When I started this blog, I had promised that it would not only be about public policy and development issues, but would also feature stories of inspiring individuals, stories of hope and human spirit. I came across one such story in the heart of a favela or slum in an enchanting city on the north eastern coast of Brazil, Salvador, the original capital of the Portuguese colony.

Enderson Araujo is a 21-year-old who grew up in Sussuarana, one of the dangerous favelas still plagued by the drug trade that swallows a lot of the young people. However, a media workshop that taught young black people communication technology and the importance of communication changed his whole life. Inspired by the power of finding a voice through communication, Enderson went on to start a weekly community newspaper called Midia Periferica.

Periferia refers to favelas that often exist at the periphery of cities often physically and also metaphorically when it comes to provision of civic amenities. Midia Periferica was meant to give voice to the periferia or favelas. "After the media workshop by the Institute of Ethnic Media, where they talked about the right to communication, I thought about the situation in my community and all its problems. I decided that we needed to give a voice to the community as the traditional mainstream media only showed the drugs, violence and police action here. That's not all that is there to favelas. It is also a place where people live and work and I felt the need to show the positive things too," explains Enderson.

Midia Pereferica started by telling stories from the favelas on social media like facebook. "Everything started with just a cellphone to access the internet and social networks where stories were told. Pay 50 cents and you get internet connection for the whole day. Slowly even the traditional media started using our stories and talking to us as sources and even asking us to write for them. We might not have high education, but we communicate in our own way," says Enderson who had discontinued his studies to work to help his family. He is now studying to complete the final year of high school.

The weekly newspaper was started when they realized that the reach of social networks was limited to just the people with internet access. The newspaper is just two sides of an A4 size sheet designed using Word software, photos clicked with cellphone cameras and a 100 copies printed on a laserjet printer in the backroom of a shop, which serves as the office of Midia Periferica. The 100 copies are distributed free in Sussuarana. "We have started getting advertisements from local businesses and that is keeping us going for now. The secretary for affirmative action of Salvador has also promised us funding," says Enderson, who is reporter, editor, publisher all rolled into one. A group of like-minded young people from the favela is also part of this venture now.

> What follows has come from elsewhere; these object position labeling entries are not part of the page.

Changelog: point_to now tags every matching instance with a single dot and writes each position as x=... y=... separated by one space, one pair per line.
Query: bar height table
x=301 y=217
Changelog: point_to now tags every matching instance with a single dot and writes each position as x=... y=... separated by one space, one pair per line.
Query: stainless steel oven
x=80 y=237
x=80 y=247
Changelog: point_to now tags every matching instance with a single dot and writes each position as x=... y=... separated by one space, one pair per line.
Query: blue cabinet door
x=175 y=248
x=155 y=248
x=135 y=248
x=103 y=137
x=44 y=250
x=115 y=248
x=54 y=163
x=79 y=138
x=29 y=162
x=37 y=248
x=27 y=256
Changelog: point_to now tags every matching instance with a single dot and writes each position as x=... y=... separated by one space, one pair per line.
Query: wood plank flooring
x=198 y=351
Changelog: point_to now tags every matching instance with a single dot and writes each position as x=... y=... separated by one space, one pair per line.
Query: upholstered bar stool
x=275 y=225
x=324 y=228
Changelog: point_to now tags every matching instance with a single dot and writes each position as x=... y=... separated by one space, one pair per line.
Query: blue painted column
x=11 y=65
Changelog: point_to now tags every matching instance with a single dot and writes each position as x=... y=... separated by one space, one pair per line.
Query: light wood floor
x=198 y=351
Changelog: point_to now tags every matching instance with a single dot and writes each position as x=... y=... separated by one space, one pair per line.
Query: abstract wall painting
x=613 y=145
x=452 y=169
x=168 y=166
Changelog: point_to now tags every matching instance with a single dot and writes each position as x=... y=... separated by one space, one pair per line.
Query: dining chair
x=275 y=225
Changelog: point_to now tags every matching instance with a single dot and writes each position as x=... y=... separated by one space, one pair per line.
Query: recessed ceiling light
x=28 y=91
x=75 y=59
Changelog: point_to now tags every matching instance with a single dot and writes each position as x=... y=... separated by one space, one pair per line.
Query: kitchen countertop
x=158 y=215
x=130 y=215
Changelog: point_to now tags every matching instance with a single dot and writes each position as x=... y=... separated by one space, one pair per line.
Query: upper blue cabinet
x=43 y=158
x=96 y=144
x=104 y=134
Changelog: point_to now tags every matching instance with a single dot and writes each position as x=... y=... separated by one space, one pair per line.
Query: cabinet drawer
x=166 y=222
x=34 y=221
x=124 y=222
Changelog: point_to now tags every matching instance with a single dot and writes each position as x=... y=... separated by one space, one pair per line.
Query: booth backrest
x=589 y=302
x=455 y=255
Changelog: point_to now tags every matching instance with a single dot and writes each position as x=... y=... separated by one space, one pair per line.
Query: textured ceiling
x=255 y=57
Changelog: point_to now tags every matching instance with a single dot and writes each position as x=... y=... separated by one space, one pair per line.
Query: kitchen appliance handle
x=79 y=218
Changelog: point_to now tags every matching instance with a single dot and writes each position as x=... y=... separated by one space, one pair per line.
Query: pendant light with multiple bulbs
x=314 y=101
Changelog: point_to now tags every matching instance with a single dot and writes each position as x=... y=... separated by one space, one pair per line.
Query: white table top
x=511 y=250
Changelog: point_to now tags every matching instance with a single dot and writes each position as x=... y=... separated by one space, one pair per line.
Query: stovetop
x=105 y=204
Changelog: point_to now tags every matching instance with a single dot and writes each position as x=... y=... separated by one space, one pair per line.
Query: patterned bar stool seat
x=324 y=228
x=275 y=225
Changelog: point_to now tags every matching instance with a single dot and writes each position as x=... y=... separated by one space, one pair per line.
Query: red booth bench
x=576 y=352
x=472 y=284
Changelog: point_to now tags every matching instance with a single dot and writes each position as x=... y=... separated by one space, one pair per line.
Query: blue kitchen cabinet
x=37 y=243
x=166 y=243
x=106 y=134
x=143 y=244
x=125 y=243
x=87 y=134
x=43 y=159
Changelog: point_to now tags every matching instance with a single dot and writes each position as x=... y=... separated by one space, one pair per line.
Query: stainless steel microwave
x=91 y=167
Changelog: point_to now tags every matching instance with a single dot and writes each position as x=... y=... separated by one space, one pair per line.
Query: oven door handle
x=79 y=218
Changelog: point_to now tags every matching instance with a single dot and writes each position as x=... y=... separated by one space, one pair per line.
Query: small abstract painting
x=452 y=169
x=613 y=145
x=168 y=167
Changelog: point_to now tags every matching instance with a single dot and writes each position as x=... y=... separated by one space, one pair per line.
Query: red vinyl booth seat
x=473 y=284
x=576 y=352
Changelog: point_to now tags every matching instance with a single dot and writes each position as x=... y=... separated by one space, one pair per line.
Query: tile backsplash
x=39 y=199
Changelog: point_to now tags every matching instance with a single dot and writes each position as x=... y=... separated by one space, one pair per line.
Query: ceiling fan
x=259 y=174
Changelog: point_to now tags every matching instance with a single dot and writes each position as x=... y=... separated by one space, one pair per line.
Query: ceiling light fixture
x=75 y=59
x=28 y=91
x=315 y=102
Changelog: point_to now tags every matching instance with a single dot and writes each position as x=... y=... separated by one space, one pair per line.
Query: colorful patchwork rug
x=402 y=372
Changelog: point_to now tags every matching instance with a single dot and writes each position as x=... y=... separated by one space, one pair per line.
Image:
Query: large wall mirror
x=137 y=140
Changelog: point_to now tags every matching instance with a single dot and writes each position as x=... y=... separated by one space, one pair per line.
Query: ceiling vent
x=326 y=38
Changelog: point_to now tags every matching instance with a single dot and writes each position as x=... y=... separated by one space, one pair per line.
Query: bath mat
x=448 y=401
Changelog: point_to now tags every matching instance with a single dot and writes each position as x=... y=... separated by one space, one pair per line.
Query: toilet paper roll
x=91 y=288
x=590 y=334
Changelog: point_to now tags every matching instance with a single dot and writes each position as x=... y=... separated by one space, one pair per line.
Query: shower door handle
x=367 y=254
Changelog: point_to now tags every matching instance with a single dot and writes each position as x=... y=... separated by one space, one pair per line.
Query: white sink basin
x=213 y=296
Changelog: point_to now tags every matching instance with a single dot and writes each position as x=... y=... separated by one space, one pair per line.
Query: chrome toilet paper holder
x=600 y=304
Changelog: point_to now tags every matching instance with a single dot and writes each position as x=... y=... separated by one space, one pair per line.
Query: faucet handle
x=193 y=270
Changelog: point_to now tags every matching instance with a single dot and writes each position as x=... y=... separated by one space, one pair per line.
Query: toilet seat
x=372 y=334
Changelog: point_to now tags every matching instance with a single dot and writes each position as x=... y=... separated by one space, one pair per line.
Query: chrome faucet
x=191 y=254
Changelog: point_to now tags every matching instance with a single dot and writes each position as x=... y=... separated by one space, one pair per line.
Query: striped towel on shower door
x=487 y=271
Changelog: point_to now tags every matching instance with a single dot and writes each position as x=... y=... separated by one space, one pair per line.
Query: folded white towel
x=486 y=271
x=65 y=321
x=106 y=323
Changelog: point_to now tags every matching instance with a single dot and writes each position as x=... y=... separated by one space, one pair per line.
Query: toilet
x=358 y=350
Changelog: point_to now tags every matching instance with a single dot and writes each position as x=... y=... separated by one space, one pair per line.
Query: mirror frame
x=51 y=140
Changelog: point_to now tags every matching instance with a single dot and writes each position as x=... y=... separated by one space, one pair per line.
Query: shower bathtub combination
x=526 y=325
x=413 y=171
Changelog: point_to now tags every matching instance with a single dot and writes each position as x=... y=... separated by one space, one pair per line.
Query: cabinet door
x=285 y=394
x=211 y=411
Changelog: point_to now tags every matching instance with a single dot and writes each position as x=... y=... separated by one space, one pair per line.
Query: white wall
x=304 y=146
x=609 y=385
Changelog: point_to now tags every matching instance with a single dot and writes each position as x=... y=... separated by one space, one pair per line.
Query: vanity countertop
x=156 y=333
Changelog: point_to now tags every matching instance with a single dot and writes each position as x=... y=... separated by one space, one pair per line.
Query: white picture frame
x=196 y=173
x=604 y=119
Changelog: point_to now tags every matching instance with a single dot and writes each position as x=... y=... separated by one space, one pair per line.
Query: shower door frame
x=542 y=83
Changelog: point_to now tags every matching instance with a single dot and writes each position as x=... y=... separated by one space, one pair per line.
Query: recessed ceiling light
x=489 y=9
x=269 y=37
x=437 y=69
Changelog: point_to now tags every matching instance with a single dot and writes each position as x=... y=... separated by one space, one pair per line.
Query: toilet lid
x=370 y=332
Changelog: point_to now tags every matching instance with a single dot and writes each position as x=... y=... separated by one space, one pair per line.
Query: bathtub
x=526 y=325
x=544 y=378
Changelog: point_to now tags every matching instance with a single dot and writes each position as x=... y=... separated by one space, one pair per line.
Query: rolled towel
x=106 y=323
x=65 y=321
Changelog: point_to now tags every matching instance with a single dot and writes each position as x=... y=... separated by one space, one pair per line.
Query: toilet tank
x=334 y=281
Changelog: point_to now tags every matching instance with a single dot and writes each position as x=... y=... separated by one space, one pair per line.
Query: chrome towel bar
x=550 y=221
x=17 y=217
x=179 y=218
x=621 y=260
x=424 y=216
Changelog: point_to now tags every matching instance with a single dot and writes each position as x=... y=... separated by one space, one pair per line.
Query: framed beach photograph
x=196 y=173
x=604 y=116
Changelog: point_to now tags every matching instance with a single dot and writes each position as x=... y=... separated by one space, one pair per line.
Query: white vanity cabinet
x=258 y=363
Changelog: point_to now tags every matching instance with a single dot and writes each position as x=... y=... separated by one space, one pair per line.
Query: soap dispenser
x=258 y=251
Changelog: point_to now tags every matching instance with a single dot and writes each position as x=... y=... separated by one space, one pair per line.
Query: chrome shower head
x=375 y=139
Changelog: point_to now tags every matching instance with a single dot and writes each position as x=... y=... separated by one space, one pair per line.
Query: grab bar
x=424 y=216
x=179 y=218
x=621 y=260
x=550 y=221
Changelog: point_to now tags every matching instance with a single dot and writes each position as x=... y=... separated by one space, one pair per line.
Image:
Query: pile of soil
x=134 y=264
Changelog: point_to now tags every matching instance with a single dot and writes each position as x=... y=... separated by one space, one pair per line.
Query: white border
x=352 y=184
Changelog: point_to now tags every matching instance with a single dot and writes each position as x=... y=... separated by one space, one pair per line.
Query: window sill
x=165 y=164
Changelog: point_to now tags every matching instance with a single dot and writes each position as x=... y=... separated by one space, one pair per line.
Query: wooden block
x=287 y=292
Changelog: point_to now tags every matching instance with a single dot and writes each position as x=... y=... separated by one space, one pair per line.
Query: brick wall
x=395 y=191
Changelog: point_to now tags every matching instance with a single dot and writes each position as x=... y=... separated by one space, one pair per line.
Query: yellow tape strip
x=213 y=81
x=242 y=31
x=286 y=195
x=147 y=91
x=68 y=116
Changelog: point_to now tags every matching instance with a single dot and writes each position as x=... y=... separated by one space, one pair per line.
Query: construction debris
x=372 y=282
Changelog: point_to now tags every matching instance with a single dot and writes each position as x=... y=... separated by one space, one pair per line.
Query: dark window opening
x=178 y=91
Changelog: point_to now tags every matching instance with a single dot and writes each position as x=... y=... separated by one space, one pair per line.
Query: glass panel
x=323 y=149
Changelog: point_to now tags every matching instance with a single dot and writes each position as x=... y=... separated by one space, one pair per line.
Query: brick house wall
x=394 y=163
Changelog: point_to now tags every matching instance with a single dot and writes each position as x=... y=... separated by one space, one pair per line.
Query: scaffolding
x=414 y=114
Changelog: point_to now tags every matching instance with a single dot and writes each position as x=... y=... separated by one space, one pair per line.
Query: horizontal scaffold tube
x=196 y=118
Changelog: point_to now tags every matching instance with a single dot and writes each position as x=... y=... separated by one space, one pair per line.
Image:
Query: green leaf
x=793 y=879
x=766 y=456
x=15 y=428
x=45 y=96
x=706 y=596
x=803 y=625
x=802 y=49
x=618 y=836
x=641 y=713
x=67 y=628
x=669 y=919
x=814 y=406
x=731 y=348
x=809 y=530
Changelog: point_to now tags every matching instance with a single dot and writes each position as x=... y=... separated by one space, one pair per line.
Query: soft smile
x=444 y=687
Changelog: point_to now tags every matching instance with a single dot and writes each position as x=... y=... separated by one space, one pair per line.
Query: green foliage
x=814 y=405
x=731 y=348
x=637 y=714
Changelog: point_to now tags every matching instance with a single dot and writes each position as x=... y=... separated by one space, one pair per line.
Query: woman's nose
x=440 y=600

Midia Periferica draws attention to problems of bad roads, lack of health facilities, poor garbage collection and inadequate public transport facilities, problems of everyday life in Sussuarana, which mainstream media, with its one dimensional focus on drugs and violence in favelas, is said to ignore.

Moving beyond Sussuarana, Midia Periferica is trying to forge ties with other favelas across the city. Enderson and his group are constantly innovating and coming up with new ideas to give voice to the favelas. The latest is called Postcards from the Periphery where people from favelas send in their favourite images clicked in their favelas. The relatively recent project has already yielded some stunning images of favelas encouraging an entirely different way of looking at these spaces teeming with people.

Questioning the consolidation of mainstream media ownership in Brazil, Enderson and his group work to promote the democratisation of communication made possible by the internet and argue for greater plurality of voices in the media. Today, Enderson, a confident and tech savvy communicator, has come a long way from where he started two years back. He is one of the coordinators of a National Network of Adolescents and Young Communicators who appears frequently on television shows and address meetings in Rio and Brasilia on the right to communication, an inspiration for youth in favelas across the country.